0

I'm trying to get my Elasticsearch indices to use the Porter stemming algorithm, but my custom analyzer isn't defined when I test with the _analyze endpoint.

I've looked at the ES documentation and similar questions on SO, and I'm not sure what the problem is. I tried using a separate PUT request for the settings when creating the index, but that had no effect.

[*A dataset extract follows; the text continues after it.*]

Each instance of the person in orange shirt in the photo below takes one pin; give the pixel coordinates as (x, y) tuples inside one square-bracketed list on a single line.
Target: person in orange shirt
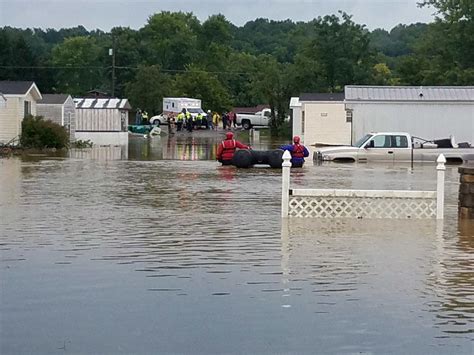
[(227, 148)]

This is how I create the mappings:

@staticmethod
    def make_mapping():
        mapping = {
            'settings': {
                'analysis':
                {
                    'analyzer': {
                        'porter_english': {
                            'type': 'custom',
                            'tokenizer': 'standard',
                            'stopwords': '_english_',
                            'filter': ['lowercase', 'porter_stem']
                            }
                        }
                    }
                },
            'mappings': {
                'properties': {
                    'published': {
                        'type': 'boolean'
                    },
                    'title': {
                        'type': 'text',
                        'analyzer': 'english'
                    },
                    'date': {
                        'type': 'date'
                    },
                    'description': {
                        'type': 'text',
                        'analyzer': {
                            'porter_english': {
                                'type': 'custom',
                                'tokenizer': 'standard',
                                'stopwords': '_english_',
                                'filter': ['lowercase', 'porter_stem']
                            }
                        }
                    },
                    'keywords': {
                        'type': 'text',
                        'analyzer': {
                            'porter_english': {
                                'type': 'custom',
                                'tokenizer': 'standard',
                                'stopwords': '_english_',
                                'filter': ['lowercase', 'porter_stem']
                            }
                        }
                    },
                    'price': {
                        'type': 'float'
                    }
                }
            }
        }
        return mapping

This is the function that creates the indexes from the mapping.

def init_elasticsearch():
    es = elasticsearch.Elasticsearch(['http://localhost:9200'])
    # idx_client = elasticsearch.client.IndicesClient(es)
    for i in searchables.included:
        index_name = camelTo_snake(i.__name__)
        index_m = i.make_mapping()
        index_uri = "{}/{}".format(current_app.config['ELASTIC_URI'], index_name)
        create_index = requests.put(index_uri, json=index_m)
        init_settings = requests.put(index_uri, json=index_m['settings'])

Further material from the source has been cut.